TEXT:                        MARK 8:31-38

 

 

            When I was serving as a long-term supply priest at Holy Trinity Church in Pensacola, a parishioner gave me a copy of a very powerful book.  It speaks to the gospel lesson today.

 

            The name of the book is Preaching in Hitler’s Shadow.  It is a compilation of biographies, stories, and sermons from the dark days of the Third Reich. Its focus is on the lives – and in some cases, deaths – of those mostly-Lutheran pastors who comprised what was known as the Confessing Church during that 12-year period.

 

            Nazism, you see, had its own state-sanctioned theology.  There were acknowledged state churches, where no inconvenient facts or theologies would be preached.

 

            But some courageous pastors did.  Most of their names have disappeared from consciousness now.  But that doesn’t minimize their courage in the light of the oppression and risks they faced.
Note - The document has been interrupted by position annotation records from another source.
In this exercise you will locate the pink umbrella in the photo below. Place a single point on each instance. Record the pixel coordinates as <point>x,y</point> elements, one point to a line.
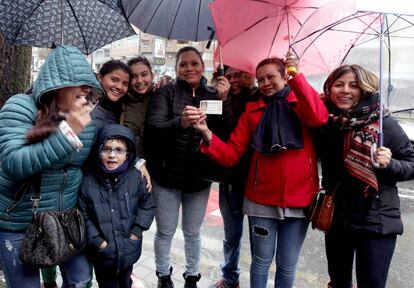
<point>333,30</point>
<point>252,30</point>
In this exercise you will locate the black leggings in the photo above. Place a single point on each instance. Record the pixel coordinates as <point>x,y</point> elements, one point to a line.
<point>373,254</point>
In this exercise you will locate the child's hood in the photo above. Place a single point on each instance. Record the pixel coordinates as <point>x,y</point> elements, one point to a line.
<point>112,131</point>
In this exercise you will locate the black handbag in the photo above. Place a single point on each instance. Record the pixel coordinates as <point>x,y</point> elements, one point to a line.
<point>53,237</point>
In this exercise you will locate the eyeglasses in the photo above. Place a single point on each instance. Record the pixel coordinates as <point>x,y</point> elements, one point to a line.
<point>235,75</point>
<point>117,150</point>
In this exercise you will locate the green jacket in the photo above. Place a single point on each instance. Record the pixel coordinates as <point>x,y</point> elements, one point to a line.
<point>53,160</point>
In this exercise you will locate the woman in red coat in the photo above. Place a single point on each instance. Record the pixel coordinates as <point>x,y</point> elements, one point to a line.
<point>283,176</point>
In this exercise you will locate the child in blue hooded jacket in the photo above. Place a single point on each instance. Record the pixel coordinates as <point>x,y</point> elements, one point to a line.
<point>117,208</point>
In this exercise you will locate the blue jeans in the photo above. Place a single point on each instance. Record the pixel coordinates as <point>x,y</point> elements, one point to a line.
<point>267,236</point>
<point>231,205</point>
<point>194,207</point>
<point>373,254</point>
<point>75,272</point>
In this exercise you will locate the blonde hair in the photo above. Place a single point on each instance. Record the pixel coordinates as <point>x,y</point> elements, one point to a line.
<point>367,81</point>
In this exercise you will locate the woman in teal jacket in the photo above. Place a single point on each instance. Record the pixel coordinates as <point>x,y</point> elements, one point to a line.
<point>45,136</point>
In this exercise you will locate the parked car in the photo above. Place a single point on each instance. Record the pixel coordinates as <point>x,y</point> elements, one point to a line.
<point>405,118</point>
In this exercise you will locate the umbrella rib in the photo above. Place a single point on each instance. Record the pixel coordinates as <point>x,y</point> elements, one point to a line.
<point>353,45</point>
<point>24,21</point>
<point>133,9</point>
<point>80,28</point>
<point>153,15</point>
<point>198,18</point>
<point>175,17</point>
<point>245,30</point>
<point>275,34</point>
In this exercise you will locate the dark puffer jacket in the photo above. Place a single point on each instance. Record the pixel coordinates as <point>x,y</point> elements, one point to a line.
<point>134,115</point>
<point>173,156</point>
<point>353,212</point>
<point>115,207</point>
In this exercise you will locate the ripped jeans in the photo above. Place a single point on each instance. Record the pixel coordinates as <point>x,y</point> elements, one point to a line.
<point>75,272</point>
<point>269,235</point>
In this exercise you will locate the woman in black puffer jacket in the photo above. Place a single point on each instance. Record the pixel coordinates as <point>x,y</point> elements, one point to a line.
<point>367,217</point>
<point>172,160</point>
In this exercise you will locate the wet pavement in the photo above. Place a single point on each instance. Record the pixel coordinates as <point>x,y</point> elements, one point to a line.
<point>311,271</point>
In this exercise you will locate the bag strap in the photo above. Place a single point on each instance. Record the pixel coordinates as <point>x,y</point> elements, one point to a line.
<point>35,181</point>
<point>336,188</point>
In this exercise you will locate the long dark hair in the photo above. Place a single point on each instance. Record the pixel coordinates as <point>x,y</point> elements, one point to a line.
<point>47,118</point>
<point>113,65</point>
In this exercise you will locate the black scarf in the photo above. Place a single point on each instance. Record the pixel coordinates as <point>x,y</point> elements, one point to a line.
<point>279,128</point>
<point>361,126</point>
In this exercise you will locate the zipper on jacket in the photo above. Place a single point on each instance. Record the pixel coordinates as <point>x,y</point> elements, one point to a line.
<point>311,168</point>
<point>256,177</point>
<point>65,178</point>
<point>126,197</point>
<point>15,204</point>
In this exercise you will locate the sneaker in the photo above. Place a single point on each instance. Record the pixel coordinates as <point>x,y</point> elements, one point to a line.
<point>191,280</point>
<point>136,282</point>
<point>165,281</point>
<point>225,284</point>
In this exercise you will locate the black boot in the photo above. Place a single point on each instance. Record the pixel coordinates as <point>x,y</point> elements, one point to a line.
<point>191,281</point>
<point>165,281</point>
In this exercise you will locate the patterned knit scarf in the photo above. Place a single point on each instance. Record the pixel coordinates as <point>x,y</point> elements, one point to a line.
<point>361,133</point>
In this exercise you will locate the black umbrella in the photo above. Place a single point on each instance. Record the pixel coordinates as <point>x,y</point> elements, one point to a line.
<point>171,19</point>
<point>85,24</point>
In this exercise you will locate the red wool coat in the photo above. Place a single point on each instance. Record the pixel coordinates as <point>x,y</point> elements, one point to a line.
<point>285,179</point>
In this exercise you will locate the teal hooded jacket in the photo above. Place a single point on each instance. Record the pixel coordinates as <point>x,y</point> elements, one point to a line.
<point>53,160</point>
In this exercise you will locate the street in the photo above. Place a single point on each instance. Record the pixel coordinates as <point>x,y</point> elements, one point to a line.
<point>312,268</point>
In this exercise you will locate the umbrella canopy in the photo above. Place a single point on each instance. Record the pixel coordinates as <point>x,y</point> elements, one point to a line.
<point>332,31</point>
<point>172,19</point>
<point>250,30</point>
<point>87,25</point>
<point>328,37</point>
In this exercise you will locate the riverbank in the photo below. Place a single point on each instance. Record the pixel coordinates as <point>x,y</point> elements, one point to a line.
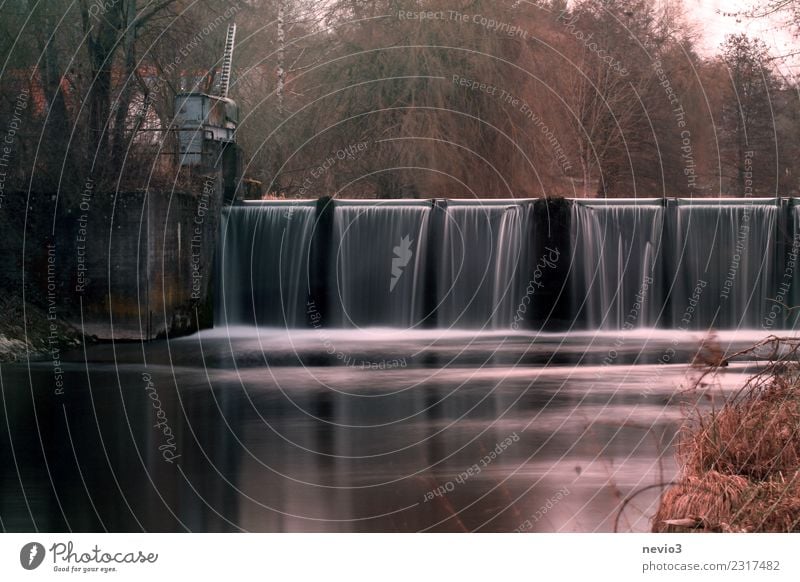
<point>27,332</point>
<point>740,463</point>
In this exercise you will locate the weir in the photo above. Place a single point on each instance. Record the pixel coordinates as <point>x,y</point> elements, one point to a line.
<point>511,264</point>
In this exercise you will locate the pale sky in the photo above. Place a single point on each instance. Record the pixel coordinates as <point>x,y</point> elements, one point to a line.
<point>713,28</point>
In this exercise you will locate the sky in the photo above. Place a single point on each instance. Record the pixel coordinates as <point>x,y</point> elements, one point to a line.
<point>713,27</point>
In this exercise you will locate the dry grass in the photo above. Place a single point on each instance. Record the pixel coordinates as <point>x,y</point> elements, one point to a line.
<point>741,463</point>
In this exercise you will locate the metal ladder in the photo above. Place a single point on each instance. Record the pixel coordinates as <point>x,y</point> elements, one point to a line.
<point>227,59</point>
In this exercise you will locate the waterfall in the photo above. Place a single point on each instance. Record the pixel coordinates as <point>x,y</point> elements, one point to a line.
<point>616,266</point>
<point>678,264</point>
<point>263,265</point>
<point>379,253</point>
<point>484,252</point>
<point>722,253</point>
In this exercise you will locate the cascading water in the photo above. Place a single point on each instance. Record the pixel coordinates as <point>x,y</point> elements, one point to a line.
<point>485,249</point>
<point>721,265</point>
<point>263,265</point>
<point>616,272</point>
<point>680,264</point>
<point>379,277</point>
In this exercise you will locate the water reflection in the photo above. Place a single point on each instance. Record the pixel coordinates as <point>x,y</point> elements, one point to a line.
<point>267,442</point>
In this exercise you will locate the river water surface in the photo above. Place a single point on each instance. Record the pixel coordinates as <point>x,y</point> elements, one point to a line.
<point>370,430</point>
One name continues to be revered: Dietrich Bonhoeffer.  He was a Lutheran pastor to whom we owe a debt of gratitude for his seminal work, The Cost of Discipleship and the coining of the term cheap grace.  He was martyred by Hitler’s henchmen only days before Allied troops liberated his concentration camp at Flossenburg.  He was 39 years of age. 

 

            There are few examples of Jesus’ teaching from today’s gospel which are as clear as those days. “Jesus called the crowd with his disciples, and said to them, ‘If any want to become my followers, let them deny themselves and take up their cross and follow me. For those who want to save their life will lose it, and those who lose their life for my sake, and for the sake of the gospel, will save it.’”

 

            A friend recently made this observation: Can we now recognize Jesus as a teacher and not just a savior?  Indeed, Jesus is not only “the way, the truth, and the life,” he shows us “the way, the truth, and the life.” Central to that way of being like Jesus is the willingness to take up our crosses and follow him.

 

            Few of us, if any, will ever have the stark choices of the Lutheran pastors in 1930s and 1940s Germany.  Thank God.  But we are still called to take up our crosses – to bear witness, to take action, to point out the path to the way, and the truth, and the life.

 

            That means discerning and acting on the movements of justice, peace, and righteousness that brings all people under the umbrella of God’s realm of love and grace.